MemoryError on commit with large file

Fri Oct 5 20:41:36 BST 2007

-----BEGIN PGP SIGNED MESSAGE-----
Hash: SHA1

Thanks a lot for the feedback to my question. I don't know enough  
about diff algorithms to add anything to what John/Aaron have said  
about making the default implementation use less memory, but it  
certainly sounds good.

I guess I disagree somewhat with the default implementation being "Do  
everything in memory and fail spectacularly" vs. "Slow but reliable  
diff" with a command-line switch or config variable for --always-use- 
memory.
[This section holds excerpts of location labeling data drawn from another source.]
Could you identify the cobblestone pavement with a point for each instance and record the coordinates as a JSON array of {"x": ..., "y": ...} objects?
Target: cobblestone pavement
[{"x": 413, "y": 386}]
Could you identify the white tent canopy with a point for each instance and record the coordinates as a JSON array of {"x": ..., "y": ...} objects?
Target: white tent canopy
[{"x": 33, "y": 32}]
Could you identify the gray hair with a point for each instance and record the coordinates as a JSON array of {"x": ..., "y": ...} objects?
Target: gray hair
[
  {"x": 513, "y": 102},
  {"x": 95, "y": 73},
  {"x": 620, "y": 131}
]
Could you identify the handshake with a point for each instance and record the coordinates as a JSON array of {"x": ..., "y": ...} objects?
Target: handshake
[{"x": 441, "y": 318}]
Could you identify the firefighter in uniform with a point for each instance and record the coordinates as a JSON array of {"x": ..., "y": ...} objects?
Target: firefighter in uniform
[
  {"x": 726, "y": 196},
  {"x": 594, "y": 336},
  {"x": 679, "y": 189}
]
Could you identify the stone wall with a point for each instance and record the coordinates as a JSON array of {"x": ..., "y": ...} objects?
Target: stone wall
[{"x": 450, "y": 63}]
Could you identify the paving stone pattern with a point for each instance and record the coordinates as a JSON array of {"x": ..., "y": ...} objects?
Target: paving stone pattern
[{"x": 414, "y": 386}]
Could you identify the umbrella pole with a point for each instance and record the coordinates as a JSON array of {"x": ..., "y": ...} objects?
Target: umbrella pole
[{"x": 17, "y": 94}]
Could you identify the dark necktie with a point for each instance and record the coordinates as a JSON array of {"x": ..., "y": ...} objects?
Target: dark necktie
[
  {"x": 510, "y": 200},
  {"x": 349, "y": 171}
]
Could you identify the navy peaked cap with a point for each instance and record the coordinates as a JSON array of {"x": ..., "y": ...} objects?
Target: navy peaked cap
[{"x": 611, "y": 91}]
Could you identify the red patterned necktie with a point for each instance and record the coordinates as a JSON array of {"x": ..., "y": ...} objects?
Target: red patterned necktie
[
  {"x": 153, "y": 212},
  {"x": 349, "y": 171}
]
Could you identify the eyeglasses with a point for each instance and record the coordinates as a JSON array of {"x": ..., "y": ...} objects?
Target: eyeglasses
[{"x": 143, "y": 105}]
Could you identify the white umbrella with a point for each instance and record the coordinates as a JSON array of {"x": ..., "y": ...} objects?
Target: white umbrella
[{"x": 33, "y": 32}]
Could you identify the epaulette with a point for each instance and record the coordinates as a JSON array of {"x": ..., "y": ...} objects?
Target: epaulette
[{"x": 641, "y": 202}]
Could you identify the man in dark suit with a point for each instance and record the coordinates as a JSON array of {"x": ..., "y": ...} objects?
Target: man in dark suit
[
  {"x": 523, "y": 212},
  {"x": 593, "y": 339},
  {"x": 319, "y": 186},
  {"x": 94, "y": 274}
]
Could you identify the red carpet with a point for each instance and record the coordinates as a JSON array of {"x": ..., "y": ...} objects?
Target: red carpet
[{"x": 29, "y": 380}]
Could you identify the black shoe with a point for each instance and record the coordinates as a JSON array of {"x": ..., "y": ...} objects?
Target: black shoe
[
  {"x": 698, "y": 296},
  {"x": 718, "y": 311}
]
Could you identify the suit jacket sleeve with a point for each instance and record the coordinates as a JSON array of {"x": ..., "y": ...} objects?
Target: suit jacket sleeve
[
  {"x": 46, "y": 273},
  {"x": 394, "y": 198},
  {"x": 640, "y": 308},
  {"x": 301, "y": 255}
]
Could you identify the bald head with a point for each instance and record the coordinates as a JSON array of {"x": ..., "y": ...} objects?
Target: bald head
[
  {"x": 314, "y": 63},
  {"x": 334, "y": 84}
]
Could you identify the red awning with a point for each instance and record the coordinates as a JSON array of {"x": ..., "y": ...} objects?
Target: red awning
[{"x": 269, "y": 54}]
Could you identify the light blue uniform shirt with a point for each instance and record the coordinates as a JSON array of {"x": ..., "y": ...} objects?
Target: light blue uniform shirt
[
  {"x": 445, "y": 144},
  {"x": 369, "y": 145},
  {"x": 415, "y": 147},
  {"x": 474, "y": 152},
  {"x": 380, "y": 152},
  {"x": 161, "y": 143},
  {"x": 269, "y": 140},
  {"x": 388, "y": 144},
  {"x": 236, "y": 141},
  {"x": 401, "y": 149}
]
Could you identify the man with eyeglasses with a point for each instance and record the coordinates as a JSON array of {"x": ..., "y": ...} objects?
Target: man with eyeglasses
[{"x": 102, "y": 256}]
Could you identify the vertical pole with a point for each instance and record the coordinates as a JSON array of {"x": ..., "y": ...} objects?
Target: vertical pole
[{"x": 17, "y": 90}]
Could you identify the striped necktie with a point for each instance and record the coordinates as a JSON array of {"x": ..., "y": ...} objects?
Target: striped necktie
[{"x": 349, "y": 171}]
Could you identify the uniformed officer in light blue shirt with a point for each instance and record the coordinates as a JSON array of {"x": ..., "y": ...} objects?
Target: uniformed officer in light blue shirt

But I'm in no position to complain or say anything more  
constructive than that.

As far as handling the crash goes, I like Rob's suggestion -- catch  
MemoryError and then fail over to some alternate workflow, like  
hashing the files to determine if changes have taken place. Although  
in a case where you're working with a lot of large files, it seems  
inefficient to try to load these into memory in the first place, not  
to mention the possible side effects on system performance if by  
using up all memory you're causing the kernel to flush cache/buffer  
pages or use swap. As a hack, you could just look at the amount of  
physical memory and send anything larger than 25% of system ram to  
the "alternate workflow" by default.

Anyway, my python is OK, so I can take a crack at writing a patch to  
catch the MemoryError and do something else. I'm totally new to  
Bazaar, so if Rob or somebody could send me a few pointers on where  
the right places in the code are, I'd appreciate it.

joel

On Oct 5, 2007, at 7:20 a.m., John Arbash Meinel wrote:

> -----BEGIN PGP SIGNED MESSAGE-----
> Hash: SHA1
>
> Aaron Bentley wrote:
>> Robert Collins wrote:
>>> This will work for most cases, and will address the number of copies
>>> problem substantially, but we may still fall down on merge, which is
>>> somewhat trickier to reduce memory usage on.
>>
>> The main issue with merge is the sequence matching, and this also
>> affects diff.
>>
>> If we can substitute shorter values for lines (e.g. hashes), we can
>> potentially reduce the memory footprint of sequence matching by an  
>> order
>> of magnitude.
>>
>> Aaron
>>
>
> Just a quick comment. Depending on what we are doing, xdelta is  
> also designed
> to handle incremental updates. (As is zlib, etc). The internals are  
> a streaming
> interface. We would have to expose them (pyxdelta only exposes the
> 'compress/extract all at once' interface), but it would be possible  
> to do.
>
> That doesn't help us for merging, or showing diffs to the user  
> (which xdelta is
> not suitable for). But it would help with commit, and text extraction.
>
> But in general, we would need to have a lot of our codebase updated  
> to handle
> the streaming concepts. Though working around the concept of a  
> "text iterator"
> might do well enough. (Which could be a list of lines, or a file  
> object, or a
> custom object that reads chunks at a time.)
>
> John
> =:->
> -----BEGIN PGP SIGNATURE-----
> Version: GnuPG v1.4.7 (Darwin)
> Comment: Using GnuPG with Mozilla - http://enigmail.mozdev.org
>
> iD8DBQFHBkhKJdeBCYSNAAMRAlWPAJwMho5hzxHI/WI3GeX5f9QdeAgkIgCfftSE
> f+/IEmo24Q7fnLPmtDP9jp4=
> =jVUR
> -----END PGP SIGNATURE-----

-----BEGIN PGP SIGNATURE-----
Version: GnuPG v1.4.1 (Darwin)

iD8DBQFHBpN1CE/I8ZpjjGIRAvAoAJ9SmwyCzTEYfigMJZYWqvhsXM/e2QCdE1jr
0ylmPwWBS9SHMEAXoJ+QOW0=
=WcIC
-----END PGP SIGNATURE-----